Patil and Mongia hit out against Indian board
Sandeep Patil, the former India coach, and Dinesh Mongia, the former India batsman, have cited ill-treatment by the Indian board and the selectors respectively as reasons for their decision to join the Indian Cricket League (ICL).
Patil said he was given "false assurances" of being made the India A coach but, eventually, nothing materialised. "I still have a copy of the e-mail that I was asked to send by Sharad Pawar [the president of the BCCI] expressing my willingness to be India A team's coach. Nothing moved after that," Patil told the Times of India. In fact, once Pawar called Ratnakar Shetty [the chief administrative officer of BCCI] and secretary Niranjan Shah in my presence, telling them to make my appointment, yet nothing materialised."
Mongia blamed the selectors for not giving him a proper run and said he was dropped despite some good performances. "Before the World Cup, I was given a break against Australia in Malaysia where I scored 63 not out.
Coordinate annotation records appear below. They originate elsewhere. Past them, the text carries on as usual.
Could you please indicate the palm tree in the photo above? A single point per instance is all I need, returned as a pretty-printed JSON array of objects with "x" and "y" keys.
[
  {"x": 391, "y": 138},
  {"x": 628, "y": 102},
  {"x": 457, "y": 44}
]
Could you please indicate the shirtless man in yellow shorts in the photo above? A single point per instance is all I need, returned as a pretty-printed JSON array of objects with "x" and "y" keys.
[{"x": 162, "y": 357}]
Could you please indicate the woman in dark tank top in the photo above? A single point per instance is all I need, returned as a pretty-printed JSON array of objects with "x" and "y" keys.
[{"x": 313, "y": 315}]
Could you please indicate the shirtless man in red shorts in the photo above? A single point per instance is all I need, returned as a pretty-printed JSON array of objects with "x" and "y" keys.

But after that I was dropped," Mongia told the Indian Express. "I think I was dropped because I was scoring runs or I played well, that is the signal I got".
"Later too, I got a chance against Australia [in the Champions Trophy], where I failed. I did tour South Africa, played in Durban, where I disappointed, but everybody else also failed. Later I played in the Twenty20 game and was instrumental in winning the match against South Africa , and again the same old story: I was dropped."
Mongia did play in the 5th ODI against South Africa, two days after that Twenty20 game, and scored an 89-ball 41. He later made a comeback in the tour of Bangladesh and made 17 runs in each of the two ODI games that he played.
"If you see a team like Australia, Ricky Ponting, Steve Waugh and Michael Hussey, they all are treated as equals," Mongia said. "It's the performance that matters there, not the name. One thing has be to understood, when you are the boss, you have to give due importance to everybody. You can't just concentrate on the big names and ignore the lesser players."